Sovereign Immunity: Will Saudi Crown Prince Grant Impunity?

Will the Saudi crown prince Mohammed bin Salman (MBS) avoid accountability for the Saudi-US journalist Jamal Khashoggi’s murder? This is the most asked question by human rights defenders and political activists after MBS was announced as Prime Minister, a position that enables him to enjoy sovereign immunity.

Earlier this week, Saudi Arabia’s Crown Prince Mohammed bin Salman has been named the kingdom’s prime minister in a cabinet reshuffle ordered by King Salman.

The new role is likely to grant the crown prince sovereign immunity in a case brought by the fiancée of Khashoggi, Hatice Cengiz.

In July, the administration sought a delay in filing its response to the court, which had initially been sought by 1 August. John Bates, a district court judge, agreed to extend the deadline to 3 October.

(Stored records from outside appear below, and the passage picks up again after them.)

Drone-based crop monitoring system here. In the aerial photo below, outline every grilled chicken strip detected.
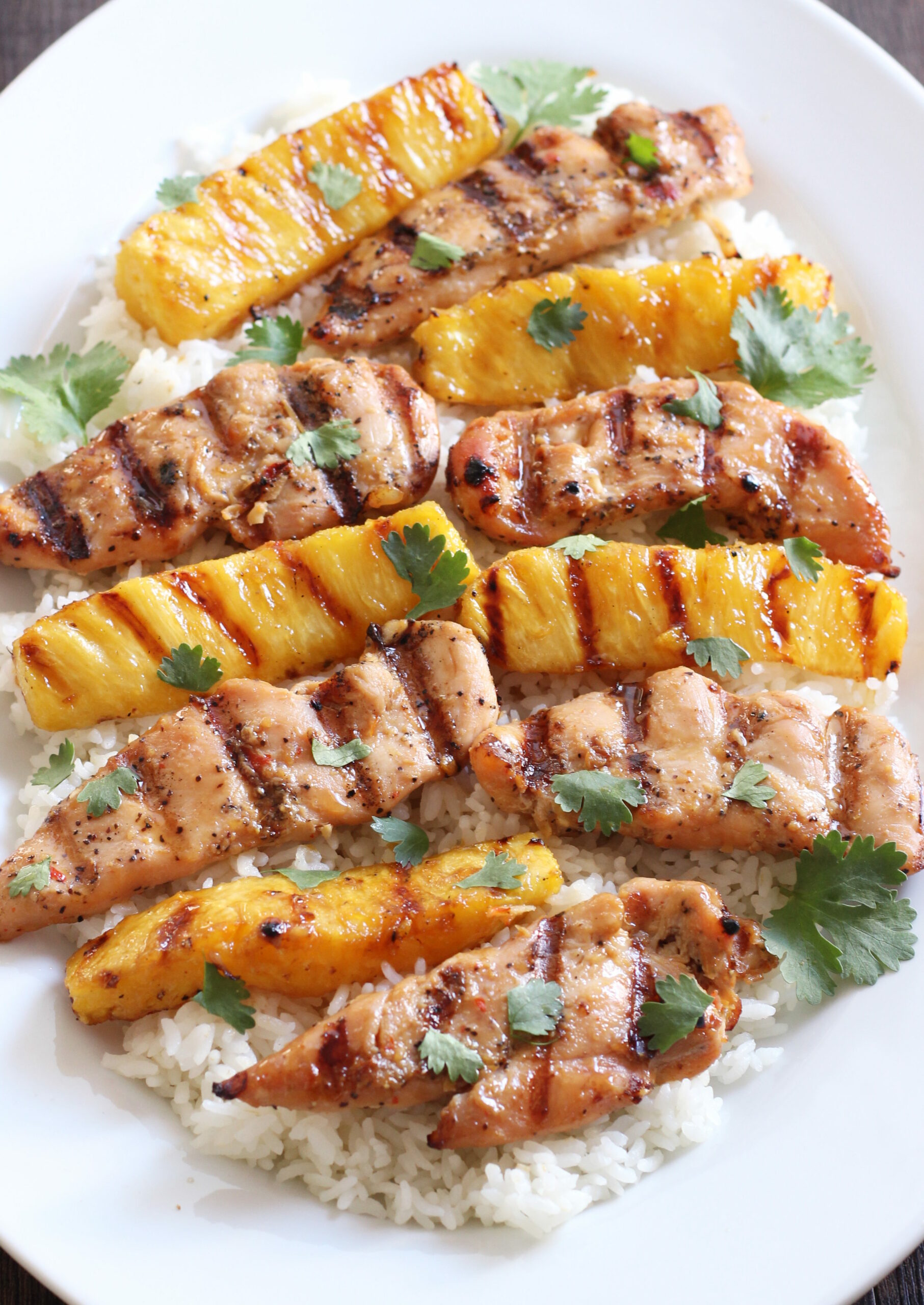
[470,667,924,873]
[214,879,777,1147]
[0,357,440,574]
[310,103,750,349]
[446,380,898,576]
[0,621,497,942]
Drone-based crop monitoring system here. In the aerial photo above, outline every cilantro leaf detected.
[625,132,661,172]
[662,367,722,431]
[310,739,372,769]
[314,163,363,213]
[382,520,468,621]
[472,59,607,145]
[372,816,429,867]
[77,766,138,816]
[722,761,777,812]
[507,979,565,1037]
[411,231,465,271]
[655,493,728,548]
[526,295,587,352]
[783,535,825,585]
[260,865,340,893]
[9,856,51,897]
[156,173,205,209]
[687,636,750,677]
[552,770,647,838]
[454,852,526,889]
[0,341,128,443]
[286,417,363,470]
[762,830,917,1005]
[193,960,256,1034]
[731,286,876,407]
[417,1028,484,1083]
[549,535,607,559]
[228,313,305,367]
[156,643,223,693]
[30,739,74,788]
[638,975,712,1052]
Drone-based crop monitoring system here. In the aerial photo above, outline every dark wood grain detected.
[0,0,924,1305]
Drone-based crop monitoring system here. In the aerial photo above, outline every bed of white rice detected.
[0,74,896,1236]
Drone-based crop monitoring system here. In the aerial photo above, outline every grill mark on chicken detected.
[0,357,440,574]
[470,668,924,873]
[214,879,775,1149]
[17,471,90,562]
[105,422,176,526]
[0,621,497,941]
[309,103,750,350]
[446,380,898,576]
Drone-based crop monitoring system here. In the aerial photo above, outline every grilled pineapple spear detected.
[459,543,908,680]
[13,503,478,729]
[65,834,561,1025]
[116,64,501,345]
[414,254,831,405]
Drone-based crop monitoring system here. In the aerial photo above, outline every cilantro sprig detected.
[417,1028,484,1083]
[156,172,205,209]
[286,417,363,471]
[156,643,223,693]
[372,816,429,867]
[260,865,340,893]
[193,960,256,1034]
[472,59,607,145]
[507,979,565,1039]
[77,766,138,816]
[687,634,750,678]
[655,493,728,548]
[549,535,607,560]
[526,295,587,352]
[382,520,468,621]
[30,739,74,788]
[722,761,777,812]
[762,830,917,1005]
[411,231,465,271]
[456,852,526,890]
[228,313,305,367]
[783,535,825,585]
[314,162,363,213]
[638,974,712,1052]
[731,286,876,407]
[552,770,647,838]
[662,367,722,431]
[9,856,51,897]
[0,341,128,443]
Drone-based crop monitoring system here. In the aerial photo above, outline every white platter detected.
[0,0,924,1305]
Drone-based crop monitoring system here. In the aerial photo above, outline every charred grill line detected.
[17,471,90,561]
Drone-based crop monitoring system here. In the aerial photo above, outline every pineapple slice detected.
[116,64,501,345]
[13,503,478,729]
[414,254,831,405]
[459,543,908,680]
[65,834,561,1025]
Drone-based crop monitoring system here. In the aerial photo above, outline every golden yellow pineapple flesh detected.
[414,254,831,405]
[13,503,478,729]
[116,64,501,345]
[67,834,561,1025]
[459,543,908,680]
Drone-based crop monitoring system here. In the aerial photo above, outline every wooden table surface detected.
[0,0,924,1305]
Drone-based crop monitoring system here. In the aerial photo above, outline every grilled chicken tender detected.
[310,103,750,349]
[0,621,497,941]
[470,668,924,873]
[214,879,777,1147]
[446,380,898,576]
[0,357,440,574]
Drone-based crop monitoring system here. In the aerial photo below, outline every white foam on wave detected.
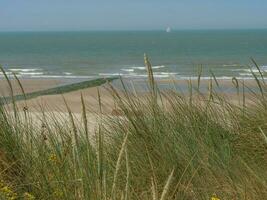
[19,72,44,76]
[8,68,41,72]
[131,65,165,70]
[239,73,252,76]
[63,72,72,76]
[121,69,134,72]
[31,75,97,79]
[223,64,240,67]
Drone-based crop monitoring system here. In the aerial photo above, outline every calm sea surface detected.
[0,30,267,79]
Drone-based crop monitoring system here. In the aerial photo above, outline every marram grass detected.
[0,56,267,200]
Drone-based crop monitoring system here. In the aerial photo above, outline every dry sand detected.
[0,79,260,114]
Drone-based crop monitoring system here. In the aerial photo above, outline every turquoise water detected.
[0,30,267,79]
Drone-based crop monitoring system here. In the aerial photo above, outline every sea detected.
[0,29,267,79]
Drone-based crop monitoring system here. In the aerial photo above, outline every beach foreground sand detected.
[0,79,256,114]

Among other issues, he called on the administration to state whether it believed Prince Mohammed ought to be granted immunity under rules that protect countries’ head of state.

The decision to name Prince Mohammed as prime minister would also likely assuage any lingering concerns in Saudi Arabia that the crown prince could be arrested or otherwise face legal challenges while traveling abroad.

In this regard, we warn that this decision should not prevent justice. We also call the international community to assume responsibility and not to allow criminals’ immunity.